My concern is that the standards, while lofty, are still not connected to the daily life of a librarian. For example, II.2.1 says “Fosters development of library and information professionals who will assume a leadership role in providing services and collections appropriate for the communities that are served.” I think that’s a great goal; however, it must be tempered with a number of other factors, such as these: 1. most of us do our own staff work, secretarial work, etc. and less of our lives are spent on “leadership”; 2. providing services and collections often means mundane activities such as fixing printers, dealing with other technology issues, and not professional work; 3. most of us are in medium to large organizations where “leadership,” true “leadership” is not possible. We are bound by many strictures–the organization and organizational politics. This means we don’t make decisions the way we should; we wait for others to do so for us (unless we rebel, which has always been my challenge).

Further, the curriculum description is necessarily general. As someone who has dealt with library school students who are taking or have taken their degrees in a number of our accredited schools, I can assure you that they are not prepared. These guidelines will not change that.

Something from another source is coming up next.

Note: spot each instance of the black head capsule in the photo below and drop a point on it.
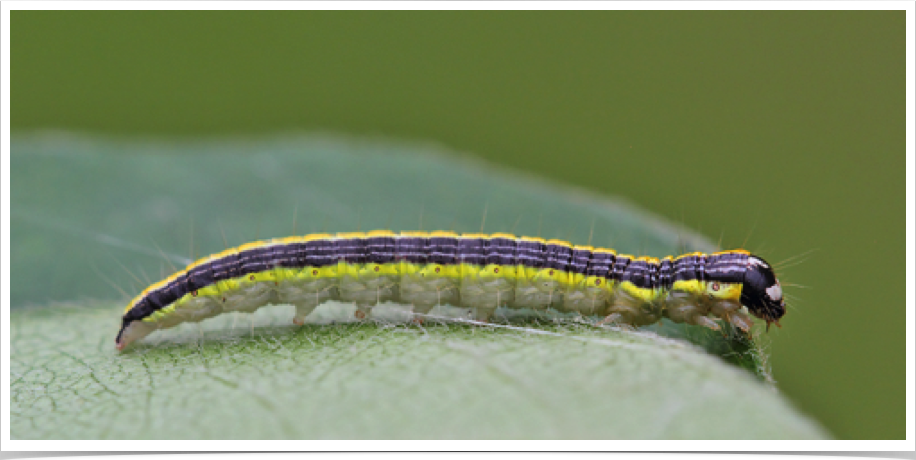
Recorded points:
(762, 294)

#10 Mike Marlin on 10.24.14 at 2:44 pm

Full disclosure: I am currently a visually impaired librarian working for a regional library in the Library of Congress National Library Service for the Blind and Physically Handicapped network but once was a sighted librarian working in public and academic libraries. For decades those of us working with special populations have been continually surprised about the lack of knowledge concerning library services to people with disabilities among library practitioners. The concept of Universal Design” does not appear to catch more than lip service in LIS education, yet leveling the playing field is a concept bandied about throughout the Library Bill of Rights and all its interpretations. . With the stress on teaching and lauding emerging technology in libraries, and one of the huge accomplishments of our technological boom being access to information through assistive technology and adaptive hardware, I would really like to see a very strong recommendation for fundamental concepts of accessibility within Section 2 on Curriculum. In particular, I would amend 2.2.4 to read: [The Curriculum] Responds to the needs of a diverse and global society, including the needs of underserved and marginalized groups, and provides fundamental theory and practice for provision of library services to people with disabilities.